Jean-Marc Mickeler (DNCG) : “Sans apport, il est peu probable que la majorité des clubs puissent survivre à la saison”

11/06 - 14:58 | Il y a 1 semaine
Jean-Marc Mickeler, patron de la DNCG, a évoqué la santé des clubs de Ligue 1, mais aussi du football français en général.

"Le football français a généré 900 millions de plus-values session"

Jean-Marc Mickeler : “Le record en matière de session et de plus-value de joueur pour équilibrer ce milliard d’euros de déficit a été atteint il y a 3 saisons maintenant. Le football français a généré 900 millions de plus-values session, record historique.

En moyenne avant la crise du Covid-19, on était plutôt sur des montants qui étaient compris entre 500 et 600 millions d’euros. Dans les 2-3 saisons qui viennent, je m’attends à avoir des montants qui seront plutôt de l’ordre, en moyenne, de 200 à 300 millions d’euros.

On est dans un modèle aujourd’hui où l’on a une base de coût à installer, qui est de l'ordre de 2,8 - 2,9 milliards d’euros. On a une capacité de génération de revenus qui, si on prend des droits télé autour de 650 millions d’euros, serait de l’ordre de 1,7 milliard. Donc vous voyez bien qu’on est dans un modèle qui n'était pas pérenne, qui permettait d’affronter, éventuellement, une crise.” 

"Affronter le Covid, en plus du défaut de Mediapro, c'était mission impossible"

“Le football professionnel français est rentré dans la crise du Covid avec 1,7 milliard d’euros de fonds propre et 500 millions d’euros de dettes. Si elle n'avait dû affronter que le Covid, on aurait pu imaginer que ce niveau de fond propre aurait permis de passer cette crise avec un minimum d’encombre.

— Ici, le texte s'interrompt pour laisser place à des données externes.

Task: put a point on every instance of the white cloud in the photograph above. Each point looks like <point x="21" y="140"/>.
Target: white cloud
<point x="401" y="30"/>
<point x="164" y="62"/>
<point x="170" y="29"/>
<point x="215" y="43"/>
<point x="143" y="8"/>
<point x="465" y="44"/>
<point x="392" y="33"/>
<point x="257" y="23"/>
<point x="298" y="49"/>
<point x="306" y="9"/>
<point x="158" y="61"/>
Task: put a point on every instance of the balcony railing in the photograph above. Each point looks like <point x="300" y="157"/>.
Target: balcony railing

Affronter le Covid, en plus du défaut de Mediapro, c'était mission impossible. Le football français va sortir là, d’ici 15 jours, au 30 juin à la fin de cette saison 2020-2021, il restera un demi-milliard d’euros de fonds propre, mais c’est l’arbre qui cache la forêt, parce que ce demi-milliard, il est localisé sur deux ou trois clubs. Tous les autres clubs auront des fonds propres à zéro voire des fonds propres négatifs.

"La dette sera passée de 500 millions à 1 milliard"

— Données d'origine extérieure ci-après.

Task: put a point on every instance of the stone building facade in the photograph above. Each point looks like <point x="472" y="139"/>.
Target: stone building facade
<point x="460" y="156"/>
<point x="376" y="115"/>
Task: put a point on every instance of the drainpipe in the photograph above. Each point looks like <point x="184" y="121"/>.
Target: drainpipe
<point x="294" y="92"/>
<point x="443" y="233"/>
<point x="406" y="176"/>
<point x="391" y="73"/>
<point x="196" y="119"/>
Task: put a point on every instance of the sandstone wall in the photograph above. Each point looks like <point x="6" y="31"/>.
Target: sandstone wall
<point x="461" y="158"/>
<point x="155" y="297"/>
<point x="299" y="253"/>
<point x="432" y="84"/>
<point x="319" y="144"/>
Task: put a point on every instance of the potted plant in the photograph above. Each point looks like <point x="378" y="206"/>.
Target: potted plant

La dette sera passée de 500 millions à 1 milliard. Sans restructuration et donc sans procédure collective, qui est l'hypothèse de travail, on restera avec une base installée de coût de l’ordre de 2,8 - 2,9 milliards. Vous suivez comme moi l’actualité, on en sera un petit plus vendredi, mais si on table à 600 ou 650 millions d’euros de droit audiovisuel domestique, on sera autour de 1,7 milliard de revenus prévisionnels pour 2021-2022.

Sans apport massif, des actionnaires existent, il est peu probable que la majorité des clubs puissent survivre à la saison 2021-2022.”